Imaginemos o seguinte: uma fatura de R$ 100 emitida e paga, portanto, sem inadimplência ou “gato”. Na década passada, R$ 42 ficavam para a distribuidora. Hoje, este valor representa R$ 14. Se descontarmos os custos com pessoal, material e serviço, restariam R$ 6. Este valor sobraria para a distribuidora pagar financiamentos e investimentos e ainda remunerar seus acionistas.

Nos últimos dois anos a inadimplência das contas vencidas há mais de 90 dias aumentou em 0,4 %, o que significa, aproximadamente, R$ 1 bilhão a menos no caixa das distribuidoras. E se considerarmos as perdas com os “gatos”, bilhões seriam somados nesta nefasta conta. No Rio, só a tarifa da Light poderia ser 17% menor, se os “gatos” fossem extirpados.

Outro dado importante é que a implantação do plano de racionamento no Brasil, com as rigorosas metas de consumo impostas aos clientes das distribuidoras em 2001/2002, contribuiu para um aumento aproximado de 10% a 12% no índice de irregularidades constatadas nas redes elétricas, prejudicando ainda mais o fluxo de caixa destas concessionárias, pois, para não ultrapassarem as metas de consumo estabelecidas durante o referido racionamento, os clientes passaram a manipular redes e medidores – algo que sofremos o risco de passar novamente –, já que a tarifa, em razão do aumento dos “gatos”, não mais remunerava o serviço.
Diante da recessão econômica e da consequente queda de mercado, há um aumento significativo na inadimplência e nos “gatos”, o que agrava o cotidiano de uma distribuidora, pois somada aos problemas acima narrados, vivenciamos uma judicialização que é incentivada por decisões que protegem um “consumidor” que comete crime ao furtar ou fraudar o consumo.

Pena que órgãos de defesa do consumidor ainda não tenham observado que estão desconsiderando o verdadeiro consumidor e protegendo criminosos que só fazem a conta do honesto e adimplente crescer.

Registre-se que é no comércio e na indústria onde ocorre percentualmente o maior índice de fiscalizações e detecções de irregularidades. Seriam estes hipossuficientes e merecedores de serem protegidos com ações coletivas e decisões distorcidas, que só incentivam cada vez mais que este crime seja cometido? Vivemos em um país com uma série crise moral e ética, e não é desta forma que teremos o Brasil que sonhamos.

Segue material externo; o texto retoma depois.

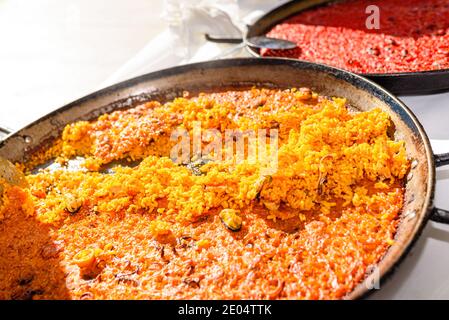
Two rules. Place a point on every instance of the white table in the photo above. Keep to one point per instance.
(53, 52)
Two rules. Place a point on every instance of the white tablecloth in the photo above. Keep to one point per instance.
(423, 275)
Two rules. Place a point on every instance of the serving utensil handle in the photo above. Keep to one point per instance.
(440, 215)
(218, 39)
(4, 132)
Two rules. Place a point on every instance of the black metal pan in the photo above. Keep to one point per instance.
(405, 83)
(361, 93)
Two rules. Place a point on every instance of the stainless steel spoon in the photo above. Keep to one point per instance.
(12, 175)
(260, 42)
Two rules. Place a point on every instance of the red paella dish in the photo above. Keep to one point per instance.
(410, 36)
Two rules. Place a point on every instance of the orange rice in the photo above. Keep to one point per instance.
(309, 230)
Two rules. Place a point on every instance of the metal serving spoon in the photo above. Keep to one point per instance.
(257, 42)
(260, 42)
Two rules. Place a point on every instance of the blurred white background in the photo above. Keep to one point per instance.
(53, 51)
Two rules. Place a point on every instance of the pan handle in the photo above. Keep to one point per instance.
(440, 215)
(4, 132)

Enfim, passaremos por esta crise econômica, mas, até pelos reflexos que todos estamos sentido pelo êxito da operação Lava-jato, precisamos distinguir o consumidor que não paga a fatura porque não quer, que faz “gato” porque quer se dar bem, daqueles que estão passando por um momento que reflete a realidade econômica do país, mas têm um histórico de relacionamento correto com a concessionária. O que se busca é tarifa que remunere o serviço, boa fé entre as partes, serviço adequado e um Judiciário e órgãos de defesa do consumidor que efetivamente briguem pelo verdadeiro consumidor. Um basta a esta judicialização incentivada, na qual honestos e adimplentes perdem há anos.